Home Automation Part 1 - Burning $200 of propane

I like to use my knowledge of technology to solve problems outside of work. In this series I explain how I used C# and the Internet to remotely monitor a propane stove in my cabin. While reading about my adventures you will learn about C#, embedded technology, regular expressions, databases, web servers, web cams and much more.

A few years back my wife and I bought a cabin in the mountains and it is heated by a propane gas hearth (see figure 1). I’m guessing that the hearth was added as an afterthought because when I bought the place, there were no thermostat wires in the walls to control the hearth. The previous owner used a wireless remote control thermostat that looks like the thing you use to change the channel on the cable box. The thermostat sends signals by IR or radio or telepathy to a little box near the hearth and the little box turns the flame on and off. At least this is how it is supposed to work. The problem is that when the batteries in the controller or the little box get low, the system switches into a failsafe mode where the hearth never shuts off. I don’t know if this behavior is by design or just random and I suppose it has the advantage of keeping the pipes from freezing, but one fall I arrived at the cabin to find the hearth burning away in a balmy 100 degree room and shortly thereafter had to pay $200 to refill the propane tank. I have no idea how long the hearth had been burning.

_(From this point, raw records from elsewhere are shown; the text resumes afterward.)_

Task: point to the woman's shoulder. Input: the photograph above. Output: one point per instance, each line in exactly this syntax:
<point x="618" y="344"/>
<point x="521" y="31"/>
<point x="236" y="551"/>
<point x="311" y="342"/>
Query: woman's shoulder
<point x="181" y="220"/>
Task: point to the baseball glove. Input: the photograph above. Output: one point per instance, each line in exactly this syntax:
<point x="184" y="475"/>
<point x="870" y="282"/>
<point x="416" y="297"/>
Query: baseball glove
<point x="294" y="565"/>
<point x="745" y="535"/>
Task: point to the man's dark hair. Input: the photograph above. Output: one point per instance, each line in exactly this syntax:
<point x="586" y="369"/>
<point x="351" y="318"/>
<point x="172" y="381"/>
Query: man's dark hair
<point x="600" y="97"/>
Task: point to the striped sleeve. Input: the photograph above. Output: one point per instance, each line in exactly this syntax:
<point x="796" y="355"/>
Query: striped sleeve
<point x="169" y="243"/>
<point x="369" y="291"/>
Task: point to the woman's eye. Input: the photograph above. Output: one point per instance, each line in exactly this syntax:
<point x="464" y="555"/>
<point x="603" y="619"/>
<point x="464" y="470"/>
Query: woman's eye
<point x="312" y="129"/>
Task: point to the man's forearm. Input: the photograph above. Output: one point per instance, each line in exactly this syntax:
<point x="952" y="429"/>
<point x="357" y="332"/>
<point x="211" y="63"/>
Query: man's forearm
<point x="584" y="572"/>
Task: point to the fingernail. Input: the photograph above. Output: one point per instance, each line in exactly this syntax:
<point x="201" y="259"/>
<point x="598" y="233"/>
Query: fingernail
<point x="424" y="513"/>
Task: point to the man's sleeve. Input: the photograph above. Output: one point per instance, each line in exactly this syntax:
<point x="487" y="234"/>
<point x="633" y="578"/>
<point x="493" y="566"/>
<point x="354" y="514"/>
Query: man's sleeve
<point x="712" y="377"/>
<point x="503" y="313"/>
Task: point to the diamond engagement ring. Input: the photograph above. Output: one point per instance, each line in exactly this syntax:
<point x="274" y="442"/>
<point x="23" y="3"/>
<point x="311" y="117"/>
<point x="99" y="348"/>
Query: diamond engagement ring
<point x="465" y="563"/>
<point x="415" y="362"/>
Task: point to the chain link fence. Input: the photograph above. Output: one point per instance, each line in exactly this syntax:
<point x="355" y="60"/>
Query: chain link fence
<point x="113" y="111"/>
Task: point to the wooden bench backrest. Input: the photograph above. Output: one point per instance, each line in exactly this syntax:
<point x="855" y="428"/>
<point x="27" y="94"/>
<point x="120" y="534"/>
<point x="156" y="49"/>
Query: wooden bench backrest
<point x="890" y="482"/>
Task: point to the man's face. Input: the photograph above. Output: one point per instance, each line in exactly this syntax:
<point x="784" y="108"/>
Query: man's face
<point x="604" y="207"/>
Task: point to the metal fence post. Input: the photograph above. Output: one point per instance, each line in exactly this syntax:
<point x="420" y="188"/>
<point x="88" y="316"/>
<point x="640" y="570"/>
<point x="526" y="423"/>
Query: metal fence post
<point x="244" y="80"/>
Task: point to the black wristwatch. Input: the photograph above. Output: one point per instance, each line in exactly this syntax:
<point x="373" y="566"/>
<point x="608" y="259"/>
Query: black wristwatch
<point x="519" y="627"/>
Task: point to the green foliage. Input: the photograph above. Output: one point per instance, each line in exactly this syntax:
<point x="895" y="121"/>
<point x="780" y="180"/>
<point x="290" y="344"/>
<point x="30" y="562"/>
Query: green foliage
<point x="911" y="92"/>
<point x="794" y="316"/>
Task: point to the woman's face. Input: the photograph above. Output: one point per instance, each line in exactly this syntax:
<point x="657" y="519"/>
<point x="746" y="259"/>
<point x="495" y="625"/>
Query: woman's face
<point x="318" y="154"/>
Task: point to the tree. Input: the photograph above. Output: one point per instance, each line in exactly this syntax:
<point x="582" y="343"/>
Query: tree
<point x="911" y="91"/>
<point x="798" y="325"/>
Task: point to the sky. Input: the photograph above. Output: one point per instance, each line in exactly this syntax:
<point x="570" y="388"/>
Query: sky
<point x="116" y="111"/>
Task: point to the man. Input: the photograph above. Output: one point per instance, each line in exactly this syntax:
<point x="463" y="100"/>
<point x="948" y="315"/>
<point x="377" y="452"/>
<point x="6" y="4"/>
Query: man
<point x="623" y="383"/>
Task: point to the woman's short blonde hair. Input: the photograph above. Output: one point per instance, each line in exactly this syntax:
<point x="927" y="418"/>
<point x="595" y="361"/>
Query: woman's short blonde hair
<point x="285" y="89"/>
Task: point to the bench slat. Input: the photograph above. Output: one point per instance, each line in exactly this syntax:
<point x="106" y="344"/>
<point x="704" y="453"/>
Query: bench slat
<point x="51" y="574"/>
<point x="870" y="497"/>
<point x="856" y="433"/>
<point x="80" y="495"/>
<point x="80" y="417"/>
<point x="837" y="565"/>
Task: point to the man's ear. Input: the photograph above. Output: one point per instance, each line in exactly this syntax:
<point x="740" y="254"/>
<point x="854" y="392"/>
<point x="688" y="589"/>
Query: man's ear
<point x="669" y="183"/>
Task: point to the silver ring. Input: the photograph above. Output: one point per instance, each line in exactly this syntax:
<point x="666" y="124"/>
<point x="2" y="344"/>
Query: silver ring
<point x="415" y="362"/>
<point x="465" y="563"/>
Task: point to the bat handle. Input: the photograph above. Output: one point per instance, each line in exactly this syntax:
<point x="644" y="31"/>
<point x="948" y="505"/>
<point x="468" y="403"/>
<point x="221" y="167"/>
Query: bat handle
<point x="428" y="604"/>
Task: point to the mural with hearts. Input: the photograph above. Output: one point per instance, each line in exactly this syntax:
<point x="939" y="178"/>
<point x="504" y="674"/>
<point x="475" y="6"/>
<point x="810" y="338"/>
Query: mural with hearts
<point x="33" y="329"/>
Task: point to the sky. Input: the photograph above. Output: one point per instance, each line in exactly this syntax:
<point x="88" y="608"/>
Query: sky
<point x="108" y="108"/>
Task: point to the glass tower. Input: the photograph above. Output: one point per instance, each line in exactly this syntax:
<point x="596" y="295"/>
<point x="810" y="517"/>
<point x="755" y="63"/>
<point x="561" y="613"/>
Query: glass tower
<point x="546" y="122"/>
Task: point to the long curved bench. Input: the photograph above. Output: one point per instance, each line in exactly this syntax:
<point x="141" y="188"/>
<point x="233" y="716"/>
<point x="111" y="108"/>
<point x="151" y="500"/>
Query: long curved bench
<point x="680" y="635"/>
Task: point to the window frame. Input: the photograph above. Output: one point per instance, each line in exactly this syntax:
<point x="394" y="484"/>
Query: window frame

The hearth in my cabin in the Cascades

Figure 1: The hearth at my cabin in the Cascades

My first action was to replace the wireless thermostat with a hard wired unit. Fortunately, the hearth was next to an outside wall so I was able to stand on a ladder in a blizzard and run the thermostat wire under some trim on the outside of the wall while looking in at my wife and kids reading stories on the couch. The new thermostat increased the reliability of the system, but I was still concerned because the consequences of a failure were too costly. If the hearth failed to ignite I could end up with frozen pipes. If it failed to extinguish, I’d burn through all my propane and then have the pipes freeze. Also, the propane tank lies under ten feet of snow most of the winter, making a refill problematic.

I decided to build a monitoring system that could alert me to problems at the cabin and even let me inspect the premises over the web. My first order of business was to find a simple way to monitor the temperature. I wanted something that was unobtrusive, reliable, inexpensive, could easily interface with a PC, and did not require its own power supply. A brief search of the web turned up an amazing device called a 1-wire sensor. It’s manufactured by Dallas Semiconductor and is basically a CPU with a sensor and serial I/O on a die the size of a wheat kernel. The 1-wire sensor gets its power from the data wire used for communication with the outside world. Since each sensor has a unique 64 bit serial number, it is possible to connect multiple sensors to a single data line and then interrogate each in turn by sending its serial number and a command over the wire. Dallas Semiconductor sells 1-wire sensor chips and IButtons which enclose the chip in a round stainless steel can. Other vendors provide 1-wire devices in modules with all sorts of sensors including temperature, humidity, water, light, voltage and current. I ended up purchasing temperature+humidity modules from iButtonLink.com. These sensor modules consist of a very small printed circuit holding the 1-wire chip and a pair of RJ-45 jacks for the communication line. Building a network of sensors is as easy as plugging all the modules together with CAT-5 wire. Figure 2 shows an iButtonLink temperature+humidity module. Newer versions come in nice a plastic enclosure.

The IButton temperature+humidity sensor I purchased from https://www.iButtonLink.com.

Figure 2: The temperature+humidity sensor module I purchased from iButtonLink.com.

I also purchased an iButtonLink Link45 which provides an ASCII interface to the sensor network via an RS-232 port (see figure 3). The Link45 is about an inch and a half long and includes a DE-9 connector at one end for the serial port and an RJ-45 on the other for the sensor network.

The Link45 provides an ASCII interface to the sensor network via an RS-232 port.

Figure 3: The Link45 provides an ASCII interface to the sensor network via an RS-232 port.

With a Link45, a handful of sensor modules, 100 feet of CAT-5, and an old PC, I was ready to start coding.